January 26, 2008 2:49:16 PM PST
The South Carolina Primary is a critical race for each of the leading candidates.

Saturday's democratic primary is the first in which race could play a pivotal role. Fifty percent of the democratic voters in the state are black.

ABC11's Fred Shropshire has been following the John Edwards campaign throughout the day.

When Edwards stepped down from his caravan Saturday morning, supporters yelled in approval of the S.C. native.

The number of supporters was rivaled by the number of journalists the former North Carolina senator claims have ignored his campaign.

When asked if Edwards feels like he's getting enough media attention, he replied, "Well it doesn't feel that way right now. Does it? It'd be hard for me to complain today, wouldn't it?"
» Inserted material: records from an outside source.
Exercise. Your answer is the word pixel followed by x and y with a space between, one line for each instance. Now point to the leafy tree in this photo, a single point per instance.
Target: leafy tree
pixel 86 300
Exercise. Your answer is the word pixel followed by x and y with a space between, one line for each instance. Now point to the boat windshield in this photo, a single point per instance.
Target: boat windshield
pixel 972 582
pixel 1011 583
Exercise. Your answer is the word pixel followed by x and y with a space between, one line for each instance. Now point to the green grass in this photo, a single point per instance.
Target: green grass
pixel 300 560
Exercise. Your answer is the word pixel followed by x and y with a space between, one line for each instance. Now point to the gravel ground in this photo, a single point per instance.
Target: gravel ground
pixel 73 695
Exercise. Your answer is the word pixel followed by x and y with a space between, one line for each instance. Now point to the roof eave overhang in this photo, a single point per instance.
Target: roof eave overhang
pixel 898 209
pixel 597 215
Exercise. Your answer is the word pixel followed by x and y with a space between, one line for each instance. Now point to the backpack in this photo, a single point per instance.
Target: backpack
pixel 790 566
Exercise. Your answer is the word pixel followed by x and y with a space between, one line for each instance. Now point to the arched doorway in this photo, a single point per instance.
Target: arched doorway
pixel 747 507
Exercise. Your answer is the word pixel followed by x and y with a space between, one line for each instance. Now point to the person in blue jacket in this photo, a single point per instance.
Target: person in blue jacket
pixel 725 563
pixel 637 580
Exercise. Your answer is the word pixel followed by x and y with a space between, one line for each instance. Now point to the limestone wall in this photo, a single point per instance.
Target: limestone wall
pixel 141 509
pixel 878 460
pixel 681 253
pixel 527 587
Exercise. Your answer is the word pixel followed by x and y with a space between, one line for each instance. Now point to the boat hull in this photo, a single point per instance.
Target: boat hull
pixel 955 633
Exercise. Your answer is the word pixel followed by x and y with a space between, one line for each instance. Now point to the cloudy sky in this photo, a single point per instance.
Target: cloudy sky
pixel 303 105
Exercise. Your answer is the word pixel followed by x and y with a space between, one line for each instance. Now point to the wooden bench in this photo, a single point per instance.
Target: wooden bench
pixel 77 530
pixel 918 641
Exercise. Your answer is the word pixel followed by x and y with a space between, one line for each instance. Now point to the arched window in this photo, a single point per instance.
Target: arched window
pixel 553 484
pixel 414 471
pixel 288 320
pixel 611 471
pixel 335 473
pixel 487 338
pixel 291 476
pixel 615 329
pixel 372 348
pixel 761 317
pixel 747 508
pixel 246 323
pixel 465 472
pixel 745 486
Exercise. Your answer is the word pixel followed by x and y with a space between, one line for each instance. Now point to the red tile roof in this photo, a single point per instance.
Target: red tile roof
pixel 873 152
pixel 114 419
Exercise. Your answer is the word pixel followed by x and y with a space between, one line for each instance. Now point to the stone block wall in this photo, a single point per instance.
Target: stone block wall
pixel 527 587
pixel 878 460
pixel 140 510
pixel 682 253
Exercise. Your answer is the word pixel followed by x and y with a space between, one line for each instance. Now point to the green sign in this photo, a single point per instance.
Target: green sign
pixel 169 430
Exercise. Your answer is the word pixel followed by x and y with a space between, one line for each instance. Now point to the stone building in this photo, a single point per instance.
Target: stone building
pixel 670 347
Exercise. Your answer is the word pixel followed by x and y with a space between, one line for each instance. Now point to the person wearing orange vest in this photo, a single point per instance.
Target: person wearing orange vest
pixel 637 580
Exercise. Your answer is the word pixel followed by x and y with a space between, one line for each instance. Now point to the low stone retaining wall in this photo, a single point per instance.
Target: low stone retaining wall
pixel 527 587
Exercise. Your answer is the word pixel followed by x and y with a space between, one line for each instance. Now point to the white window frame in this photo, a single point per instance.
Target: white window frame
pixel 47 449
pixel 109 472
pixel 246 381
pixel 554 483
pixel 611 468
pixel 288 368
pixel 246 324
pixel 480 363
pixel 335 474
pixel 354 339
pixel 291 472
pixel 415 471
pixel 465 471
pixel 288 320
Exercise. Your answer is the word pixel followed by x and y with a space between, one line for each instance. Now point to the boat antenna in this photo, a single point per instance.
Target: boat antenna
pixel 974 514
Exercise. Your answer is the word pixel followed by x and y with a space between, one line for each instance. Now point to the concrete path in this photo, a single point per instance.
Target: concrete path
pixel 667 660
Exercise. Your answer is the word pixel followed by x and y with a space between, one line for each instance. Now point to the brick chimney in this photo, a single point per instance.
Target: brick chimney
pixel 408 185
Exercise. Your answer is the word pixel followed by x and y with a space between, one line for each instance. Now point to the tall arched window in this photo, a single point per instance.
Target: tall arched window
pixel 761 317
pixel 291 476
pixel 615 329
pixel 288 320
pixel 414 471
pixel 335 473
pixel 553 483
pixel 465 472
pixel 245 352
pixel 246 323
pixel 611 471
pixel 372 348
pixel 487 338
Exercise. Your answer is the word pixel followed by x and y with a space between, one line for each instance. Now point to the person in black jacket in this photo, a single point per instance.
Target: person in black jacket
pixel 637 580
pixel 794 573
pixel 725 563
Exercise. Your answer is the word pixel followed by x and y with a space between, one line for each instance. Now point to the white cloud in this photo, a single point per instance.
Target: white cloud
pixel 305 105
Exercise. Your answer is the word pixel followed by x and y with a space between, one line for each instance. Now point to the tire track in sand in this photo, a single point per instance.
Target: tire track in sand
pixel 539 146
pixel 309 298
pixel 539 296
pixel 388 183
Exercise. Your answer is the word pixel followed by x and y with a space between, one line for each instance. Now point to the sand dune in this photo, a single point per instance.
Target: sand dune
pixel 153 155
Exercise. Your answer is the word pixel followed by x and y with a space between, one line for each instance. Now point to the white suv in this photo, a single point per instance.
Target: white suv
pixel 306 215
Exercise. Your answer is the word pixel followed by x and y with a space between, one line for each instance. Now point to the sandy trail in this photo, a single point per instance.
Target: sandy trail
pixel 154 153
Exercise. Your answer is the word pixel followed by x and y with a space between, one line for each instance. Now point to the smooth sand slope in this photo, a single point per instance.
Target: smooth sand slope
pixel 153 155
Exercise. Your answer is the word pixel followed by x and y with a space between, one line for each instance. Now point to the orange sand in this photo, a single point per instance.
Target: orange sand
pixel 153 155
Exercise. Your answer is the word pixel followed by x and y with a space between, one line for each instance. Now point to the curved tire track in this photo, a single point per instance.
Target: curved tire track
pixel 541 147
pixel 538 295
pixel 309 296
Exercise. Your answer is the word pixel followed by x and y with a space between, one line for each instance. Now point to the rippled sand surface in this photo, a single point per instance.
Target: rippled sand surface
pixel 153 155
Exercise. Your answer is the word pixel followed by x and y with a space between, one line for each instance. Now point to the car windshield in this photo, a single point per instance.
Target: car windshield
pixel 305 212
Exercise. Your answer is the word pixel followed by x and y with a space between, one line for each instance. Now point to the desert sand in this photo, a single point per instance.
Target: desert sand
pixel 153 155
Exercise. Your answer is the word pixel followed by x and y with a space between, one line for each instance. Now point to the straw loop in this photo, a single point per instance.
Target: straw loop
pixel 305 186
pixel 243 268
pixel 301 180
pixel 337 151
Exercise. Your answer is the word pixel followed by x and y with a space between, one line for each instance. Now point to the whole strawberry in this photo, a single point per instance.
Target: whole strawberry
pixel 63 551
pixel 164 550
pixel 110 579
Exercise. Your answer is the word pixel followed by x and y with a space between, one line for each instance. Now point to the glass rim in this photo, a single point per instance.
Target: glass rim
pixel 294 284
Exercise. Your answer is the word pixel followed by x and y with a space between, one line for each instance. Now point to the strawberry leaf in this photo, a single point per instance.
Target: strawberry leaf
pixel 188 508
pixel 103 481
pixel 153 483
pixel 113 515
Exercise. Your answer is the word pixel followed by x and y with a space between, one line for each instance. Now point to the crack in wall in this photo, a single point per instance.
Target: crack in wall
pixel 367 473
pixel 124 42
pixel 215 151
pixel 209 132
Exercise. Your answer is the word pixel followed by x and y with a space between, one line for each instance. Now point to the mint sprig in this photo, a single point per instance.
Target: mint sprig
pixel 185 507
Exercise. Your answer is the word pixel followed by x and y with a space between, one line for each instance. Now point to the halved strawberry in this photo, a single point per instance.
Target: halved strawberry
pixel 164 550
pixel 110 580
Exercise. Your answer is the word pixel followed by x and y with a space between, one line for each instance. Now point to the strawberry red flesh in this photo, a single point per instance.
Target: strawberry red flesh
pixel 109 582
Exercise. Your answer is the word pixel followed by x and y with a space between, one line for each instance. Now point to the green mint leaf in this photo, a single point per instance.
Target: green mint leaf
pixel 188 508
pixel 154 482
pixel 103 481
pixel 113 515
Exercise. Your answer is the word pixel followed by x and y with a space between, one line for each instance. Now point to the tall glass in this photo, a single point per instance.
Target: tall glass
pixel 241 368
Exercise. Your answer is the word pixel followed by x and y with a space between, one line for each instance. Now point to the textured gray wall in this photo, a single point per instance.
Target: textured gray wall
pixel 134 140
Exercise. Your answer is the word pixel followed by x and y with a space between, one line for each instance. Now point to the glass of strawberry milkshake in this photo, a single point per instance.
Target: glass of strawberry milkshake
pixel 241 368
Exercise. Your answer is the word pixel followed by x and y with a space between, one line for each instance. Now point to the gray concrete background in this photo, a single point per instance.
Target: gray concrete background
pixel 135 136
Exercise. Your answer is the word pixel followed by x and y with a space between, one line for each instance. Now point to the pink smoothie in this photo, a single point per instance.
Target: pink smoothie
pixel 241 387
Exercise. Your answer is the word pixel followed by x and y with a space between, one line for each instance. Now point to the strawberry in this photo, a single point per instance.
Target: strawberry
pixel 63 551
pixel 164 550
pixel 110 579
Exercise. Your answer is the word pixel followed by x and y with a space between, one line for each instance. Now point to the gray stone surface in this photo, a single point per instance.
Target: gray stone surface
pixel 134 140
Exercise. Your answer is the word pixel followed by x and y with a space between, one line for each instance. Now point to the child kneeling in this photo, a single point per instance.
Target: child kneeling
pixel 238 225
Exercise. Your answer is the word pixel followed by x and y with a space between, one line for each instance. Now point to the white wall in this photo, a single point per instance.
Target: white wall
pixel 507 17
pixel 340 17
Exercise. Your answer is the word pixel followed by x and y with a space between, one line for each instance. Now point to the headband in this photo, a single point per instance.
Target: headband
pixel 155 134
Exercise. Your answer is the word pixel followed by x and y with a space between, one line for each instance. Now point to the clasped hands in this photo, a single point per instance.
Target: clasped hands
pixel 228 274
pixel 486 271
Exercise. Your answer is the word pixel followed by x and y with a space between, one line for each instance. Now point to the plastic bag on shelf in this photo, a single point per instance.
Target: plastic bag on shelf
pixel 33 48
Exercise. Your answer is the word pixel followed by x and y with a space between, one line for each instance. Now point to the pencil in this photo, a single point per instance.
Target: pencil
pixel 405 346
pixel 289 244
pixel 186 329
It is probably the most attention he's gotten in days. It was a wild scene as he met voters outside and inside a precinct in Columbia.

"I believe John speaks the truth, puts his money where his mouth is and will work for the middle class and for the poor as he always has," supporter Nan Bozarth said.

Bozarth traveled from Wilmington, N.C. to see Edwards, citing a number of issues that makes the former senator an attractive choice.

"His universal health care plan, the economy," Bozarth said. "My goodness! Look at the economy."

Willie Branick, Jr. supported South Carolina's native son in 2004, but this year is putting his support behind Barack Obama.

"I was born here," Branick said. "You're doing the same thing you did four years ago, and four years ago that got you the win, but if that's the only thing that you have, you need to come with more."

Most polls show Obama with a double digit lead over Hillary Clinton and Edwards in a distant third place.

Despite dismal expectations, Edwards' advisors say he's gained momentum, albeit minimal from his performance in Monday's debate.

He's also reportedly outspent Obama and Clinton in TV ads in South Carolina. He continues to campaign relentlessly -- even early Saturday morning in Charleston.

His staunchest supporters believe their guy still has a chance.